Hamburg. Das Virus reißt das letzte Deckmäntelchen der Fleischindustrie weg. Sie braucht jetzt eine robuste Belehrung.

Ja, es gibt sie noch, die miesen Geschäfte. Es gibt sie noch, die gerade noch irgendwie legalen, aber zugleich ziemlich krummen Dinger, mit denen gewissenlose Geschäftsleute ihren Profit vergrößern. In der Fleischbranche geht es heute bisweilen zu wie in den Anfangszeiten der Industrialisierung,
als das Arbeitgeben ein Gnadenakt war – und das Arbeitnehmen ein Akt der bedingungslosen Unterwerfung.

Schlechte Arbeitsverhältnisse in Fleischbranche

Aber das Schöne ist ja, dass diese Zeiten längst vorbei sind. Wir leben in einer sozialen Marktwirtschaft. Nun müssen wir sie nur noch durchsetzen – auch in der Fleischbranche. Natürlich darf es nicht erlaubt sein, Arbeitsverträge an Mietverträge zu koppeln. Gerade diese Koppelung macht diejenigen, die einen Werkvertrag bekommen wollen, zu Abhängigen.

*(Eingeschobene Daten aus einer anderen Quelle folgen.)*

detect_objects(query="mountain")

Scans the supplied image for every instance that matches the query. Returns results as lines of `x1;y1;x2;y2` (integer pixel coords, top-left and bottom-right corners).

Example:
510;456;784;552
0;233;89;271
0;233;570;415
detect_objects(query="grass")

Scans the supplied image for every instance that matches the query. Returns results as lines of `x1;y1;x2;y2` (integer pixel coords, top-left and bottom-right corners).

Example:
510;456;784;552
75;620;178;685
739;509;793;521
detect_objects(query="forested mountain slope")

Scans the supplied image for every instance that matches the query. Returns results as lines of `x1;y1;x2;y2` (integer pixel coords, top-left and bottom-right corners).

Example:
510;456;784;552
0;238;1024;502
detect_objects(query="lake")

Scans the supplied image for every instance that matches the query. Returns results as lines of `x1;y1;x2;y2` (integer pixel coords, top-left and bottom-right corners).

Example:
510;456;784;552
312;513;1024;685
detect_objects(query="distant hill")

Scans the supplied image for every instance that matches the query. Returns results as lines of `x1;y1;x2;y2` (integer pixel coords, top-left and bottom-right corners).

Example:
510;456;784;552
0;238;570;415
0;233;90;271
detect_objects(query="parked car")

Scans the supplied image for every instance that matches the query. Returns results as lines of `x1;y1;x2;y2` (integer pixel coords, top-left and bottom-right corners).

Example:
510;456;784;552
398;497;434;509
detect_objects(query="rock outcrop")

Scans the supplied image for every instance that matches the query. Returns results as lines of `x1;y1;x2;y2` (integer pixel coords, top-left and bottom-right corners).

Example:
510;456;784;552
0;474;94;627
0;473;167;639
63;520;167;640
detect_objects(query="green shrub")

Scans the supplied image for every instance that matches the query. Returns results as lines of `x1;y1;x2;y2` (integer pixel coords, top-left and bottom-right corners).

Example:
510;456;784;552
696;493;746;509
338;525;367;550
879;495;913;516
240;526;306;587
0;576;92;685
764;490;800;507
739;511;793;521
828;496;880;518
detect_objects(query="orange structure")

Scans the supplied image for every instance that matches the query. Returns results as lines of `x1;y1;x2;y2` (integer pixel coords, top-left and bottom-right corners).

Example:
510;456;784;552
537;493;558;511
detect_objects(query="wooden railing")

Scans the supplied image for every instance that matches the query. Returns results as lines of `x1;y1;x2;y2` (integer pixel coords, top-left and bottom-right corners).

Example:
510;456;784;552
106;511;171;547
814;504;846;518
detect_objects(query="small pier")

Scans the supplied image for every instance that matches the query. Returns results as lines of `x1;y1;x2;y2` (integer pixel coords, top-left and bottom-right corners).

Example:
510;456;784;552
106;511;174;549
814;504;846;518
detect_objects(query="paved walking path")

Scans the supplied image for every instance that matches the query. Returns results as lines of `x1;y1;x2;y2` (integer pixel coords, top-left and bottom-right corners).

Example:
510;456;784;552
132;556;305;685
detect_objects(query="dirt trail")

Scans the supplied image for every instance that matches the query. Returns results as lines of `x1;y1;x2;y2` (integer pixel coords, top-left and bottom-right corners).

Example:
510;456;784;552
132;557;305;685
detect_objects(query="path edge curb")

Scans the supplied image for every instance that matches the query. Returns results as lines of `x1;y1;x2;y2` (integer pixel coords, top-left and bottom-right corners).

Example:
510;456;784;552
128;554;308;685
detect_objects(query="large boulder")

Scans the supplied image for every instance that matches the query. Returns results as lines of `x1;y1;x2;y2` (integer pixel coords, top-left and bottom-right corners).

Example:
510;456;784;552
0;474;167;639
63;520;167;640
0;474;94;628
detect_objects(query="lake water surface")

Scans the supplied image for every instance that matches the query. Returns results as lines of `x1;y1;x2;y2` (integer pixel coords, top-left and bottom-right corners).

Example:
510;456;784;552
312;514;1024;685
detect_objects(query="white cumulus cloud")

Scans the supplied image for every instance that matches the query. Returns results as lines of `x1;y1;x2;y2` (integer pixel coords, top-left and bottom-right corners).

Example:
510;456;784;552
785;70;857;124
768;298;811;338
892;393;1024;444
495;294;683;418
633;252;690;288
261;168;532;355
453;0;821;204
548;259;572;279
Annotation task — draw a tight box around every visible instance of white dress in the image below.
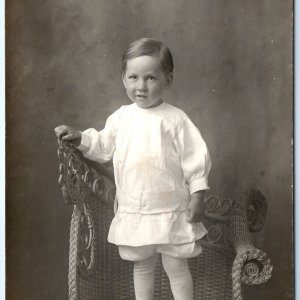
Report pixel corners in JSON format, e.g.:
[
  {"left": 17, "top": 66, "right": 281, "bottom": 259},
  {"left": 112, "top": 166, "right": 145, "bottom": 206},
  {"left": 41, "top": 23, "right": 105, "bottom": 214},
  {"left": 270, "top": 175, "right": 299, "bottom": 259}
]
[{"left": 78, "top": 103, "right": 211, "bottom": 246}]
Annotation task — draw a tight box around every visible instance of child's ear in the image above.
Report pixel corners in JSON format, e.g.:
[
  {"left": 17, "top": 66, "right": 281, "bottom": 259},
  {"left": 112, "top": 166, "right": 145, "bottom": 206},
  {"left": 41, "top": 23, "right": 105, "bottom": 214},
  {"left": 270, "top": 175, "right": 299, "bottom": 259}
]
[
  {"left": 122, "top": 73, "right": 126, "bottom": 89},
  {"left": 166, "top": 73, "right": 173, "bottom": 90}
]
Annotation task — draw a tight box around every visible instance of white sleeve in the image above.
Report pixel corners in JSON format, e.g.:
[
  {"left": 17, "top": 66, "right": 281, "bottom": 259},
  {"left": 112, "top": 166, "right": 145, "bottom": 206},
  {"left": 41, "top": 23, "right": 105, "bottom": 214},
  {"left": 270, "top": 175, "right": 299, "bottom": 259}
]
[
  {"left": 175, "top": 118, "right": 211, "bottom": 194},
  {"left": 77, "top": 110, "right": 119, "bottom": 162}
]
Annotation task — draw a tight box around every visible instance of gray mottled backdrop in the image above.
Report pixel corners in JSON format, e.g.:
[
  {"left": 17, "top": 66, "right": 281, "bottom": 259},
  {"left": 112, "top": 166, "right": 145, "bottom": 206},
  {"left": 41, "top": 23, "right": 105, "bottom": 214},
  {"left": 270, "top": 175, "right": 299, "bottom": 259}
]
[{"left": 6, "top": 0, "right": 293, "bottom": 300}]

Wer ohne Bett keine Arbeit bekommt, der zahlt auch eine überhöhte Miete. Wer befürchtet, seinen auslaufenden Werkvertrag nicht verlängert zu bekommen, der beklagt sich nicht über schlechte Arbeitsverhältnisse, über mangelnden Gesundheitsschutz, über eine miese Bezahlung, über eine in Corona-Zeiten absolut ungeeignete Unterbringung. Wer derart erpressbar ist, der geht nicht gleich zum Arzt, wenn er sich krank fühlt.

Kopplungsverträge gehören untersagt

Lasst uns also diese Erpressungs­situation auflösen – mit einer robusten Belehrung. Kopplungsverträge gehören untersagt. Die Behörden sollten außerdem umgehend prüfen, ob strafbare Scheinwerkverträge abgeschlossen worden sind. Dass ein Schlachthofbetreiber einen Rechtsanwalt damit beauftragt, sich für die Mitarbeiter eines Subunternehmers einzusetzen, dürfte vor Gericht ein starkes Argument sein.

Mit Corona hat das nur am Rande zu tun. Das Virus reißt das letzte Deckmäntelchen der Fleischindustrie weg. Sie steht nackt da – und sie sieht verdammt schlecht aus.